I took a few minutes to look at the belts in your store. Each listing should only show the belt offered for sale. I was very unclear how the belt should be closed. Also, it appears the belt is adjustable, but it's important to know how small and how large a waist it would fit in both U.S measurement system and the metric system.

You category titled "Bracelets, Alice Bands, Necklaces, Earrings" had me puzzled. I have never heard the term "Alice Band" and assumed it was some type of African jewelry. I was quite surprised to find interesting headbands. A quick check of "Alice Band" on internet search brought me to a Wikipedia article where I learned the item was named for Alice from the story Alice in Wonderland. The article stated, "In the United States an Alice band is known as a head band or "headband"." If you want to add the keyword headband to your titles if you want to be found in a US search.
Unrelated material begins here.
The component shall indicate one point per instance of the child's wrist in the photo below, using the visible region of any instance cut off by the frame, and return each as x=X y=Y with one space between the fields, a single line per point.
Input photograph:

In looking at your shirts, I noticed the first line of your description is related to shipping. This will hurt you with Google shopping! You should move that information to the end of your description. The first shirt I saw had a mismatch between the title, description and photo. The title & photo show orange while the description says green. The second shirt I checked described a "Frayed Shirt". A frayed shirt where I live means one that probably needs to be thrown away. I went back to the internet to see definitions of the word frayed. I can see where some might use that word, but the common definition in the US means "worn, ragged, worn out, tattered, threadbare, worn thin". For the U.S. you need the word fringe, defined as "an ornamental border consisting of short straight or twisted threads or strips hanging from cut or raveled edges or from a separate band." Also, it would be described as "a shirt with a fringe lower edge" or maybe "shirt with fringe", but not a fringe shirt.
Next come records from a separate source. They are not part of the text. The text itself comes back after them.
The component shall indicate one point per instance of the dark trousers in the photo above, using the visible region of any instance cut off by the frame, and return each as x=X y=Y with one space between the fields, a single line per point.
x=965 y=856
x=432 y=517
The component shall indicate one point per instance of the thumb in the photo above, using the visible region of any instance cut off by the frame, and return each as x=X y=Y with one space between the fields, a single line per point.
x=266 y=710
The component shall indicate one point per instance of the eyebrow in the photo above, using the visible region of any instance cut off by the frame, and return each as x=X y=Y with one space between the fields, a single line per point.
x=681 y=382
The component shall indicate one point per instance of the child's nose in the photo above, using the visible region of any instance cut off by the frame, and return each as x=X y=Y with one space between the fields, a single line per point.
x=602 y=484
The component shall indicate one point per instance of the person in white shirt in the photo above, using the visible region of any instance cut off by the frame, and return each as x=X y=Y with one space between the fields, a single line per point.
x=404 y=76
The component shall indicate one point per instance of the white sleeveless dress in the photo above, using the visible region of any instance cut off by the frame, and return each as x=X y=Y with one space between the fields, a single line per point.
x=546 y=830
The first shirt I saw said the size was "small", but that word has no meaning without additional information. Since your photo shows the shirt laying flat, I want to know the measurement from tip of sleeve to tip of sleeve, flat measurement from side to side, and the length from top of shoulder to bottom of shirt. If the width of the shirt is different between under arm measurement and bottom edge, you should give both measurements. You will need to state these measurements in both U.S. measurements and metric measurements. By having the actual measurements, it would be easy for a buyer to see if the shirt would fit. This information would apply to any clothing you sell.

Hope this helps a little. I'll be checking back to view the other items.